First off, I want to apologize for being so melodramatic and over-the-top at times. I was in a really strange place last night, and I couldn't quite focus while typing I guess. Looking back at the post I wrote, I can see that it is really vague!
Secondly, I want to apologize for underestimating how much you readers out there care for me. It seems that I have worried you all into a frenzy! I went to bed almost immediately after writing that post, and while I was sleeping it got an obscene amount of hits and a few concerned comments. I missed distressed text messages and phone calls as well, since my phone is always on silent. Some of you seemed to understand that I was referring to our dog Buster, but it seems I led some of you to believe that Brian and I had broken up. Or that some family member had died or something. Let me assure you that Brian and I will never separate and that if something as tragic as a death had occurred, I'd probably be too depressed to write anything at all... So if I ever stop blogging for say a week or more, then maybe you should start to worry!

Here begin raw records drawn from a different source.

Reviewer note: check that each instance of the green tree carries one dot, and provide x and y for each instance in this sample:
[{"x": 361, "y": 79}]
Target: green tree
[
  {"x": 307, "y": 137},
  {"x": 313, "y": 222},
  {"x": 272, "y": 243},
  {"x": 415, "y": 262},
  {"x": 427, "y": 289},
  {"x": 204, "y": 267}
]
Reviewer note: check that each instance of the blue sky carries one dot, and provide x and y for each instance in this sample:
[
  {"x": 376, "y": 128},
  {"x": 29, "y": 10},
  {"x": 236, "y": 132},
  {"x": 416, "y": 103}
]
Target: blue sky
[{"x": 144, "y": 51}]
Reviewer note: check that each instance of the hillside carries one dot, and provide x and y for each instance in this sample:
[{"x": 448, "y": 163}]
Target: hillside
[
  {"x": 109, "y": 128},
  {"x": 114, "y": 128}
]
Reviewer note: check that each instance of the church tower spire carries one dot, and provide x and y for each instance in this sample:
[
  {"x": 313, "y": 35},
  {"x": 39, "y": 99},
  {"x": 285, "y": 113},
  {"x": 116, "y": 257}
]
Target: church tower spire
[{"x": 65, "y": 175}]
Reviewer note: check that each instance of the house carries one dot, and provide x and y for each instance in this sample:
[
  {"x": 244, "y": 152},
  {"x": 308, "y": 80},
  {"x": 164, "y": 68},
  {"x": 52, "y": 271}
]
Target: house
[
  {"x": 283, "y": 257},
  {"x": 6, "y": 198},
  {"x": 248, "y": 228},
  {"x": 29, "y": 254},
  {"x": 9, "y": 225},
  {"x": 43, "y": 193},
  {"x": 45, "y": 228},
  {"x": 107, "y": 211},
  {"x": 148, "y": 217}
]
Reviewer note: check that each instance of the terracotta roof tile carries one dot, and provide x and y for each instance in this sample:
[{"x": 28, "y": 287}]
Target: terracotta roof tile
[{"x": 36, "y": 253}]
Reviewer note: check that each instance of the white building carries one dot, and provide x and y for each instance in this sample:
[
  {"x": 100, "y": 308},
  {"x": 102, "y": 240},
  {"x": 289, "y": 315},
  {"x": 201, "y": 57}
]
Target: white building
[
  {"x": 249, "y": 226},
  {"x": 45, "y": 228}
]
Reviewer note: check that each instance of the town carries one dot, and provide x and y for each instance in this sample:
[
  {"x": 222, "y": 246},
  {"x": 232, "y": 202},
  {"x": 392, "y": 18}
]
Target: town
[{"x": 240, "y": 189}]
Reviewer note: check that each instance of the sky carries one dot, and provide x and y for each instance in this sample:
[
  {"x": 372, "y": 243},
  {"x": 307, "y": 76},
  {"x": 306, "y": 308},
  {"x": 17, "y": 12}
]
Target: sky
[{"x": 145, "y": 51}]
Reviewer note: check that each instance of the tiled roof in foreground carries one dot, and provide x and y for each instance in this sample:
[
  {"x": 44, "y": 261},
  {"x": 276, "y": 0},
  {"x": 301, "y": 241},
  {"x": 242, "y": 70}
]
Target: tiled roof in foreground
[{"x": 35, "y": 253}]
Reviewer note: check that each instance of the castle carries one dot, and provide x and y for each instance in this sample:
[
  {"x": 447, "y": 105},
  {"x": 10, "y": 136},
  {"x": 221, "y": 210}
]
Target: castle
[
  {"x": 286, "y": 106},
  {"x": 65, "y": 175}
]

In case you haven't figured this out by now, things in the Palmdale/Littlerock area have not been progressing so well. We can't stop thinking that it isn't where we are supposed to be. So Brian and I have decided together that maybe we should move on, and try again what our original plan was: move to Los Angeles.
We found a few hotels listed in Los Angeles that offer a low monthly rate. The plan now is to move into one of these places on a month-to-month basis until we obtain steady enough work to apply for an apartment. The temp agencies that Brian and I are with service an area called Santa Clarita (where my aunt works) which is actually much closer to Los Angeles than it is to Palmdale or Littlerock, so this move won't affect any job leads we might get through them. It will also put Brian much closer to auditions and I will be much closer to my school when I start in April. The only downside to this new plan (besides moving away from Tia Loca and my cousins) is that we can't have a dog in the hotel.
We've looked and looked, but the only monthly hotels that allow pets are far out of our price range. We can't exactly budget $2,000+ for a hotel room right now. And besides that, seeing as we can barely take care of ourselves at this point, falling in love with a stray dog was never a good idea. We sure did love our Buster though. We really did. Brian sobbed all through the night last night. "We abandoned our baby" he would say, "He's probably so scared... and so sad..." I kept telling him, "Then let's go back to the animal shelter and get him back." But we both knew that as much as we missed Buster, we just can't give him what he needs right now.
I still have a dirty paw print on my jeans from where Buster would jump up on my leg and wag his tail... I can still smell traces of him where he would sleep... And we still have his collar and his leash... I just can't bear to get rid of any of it.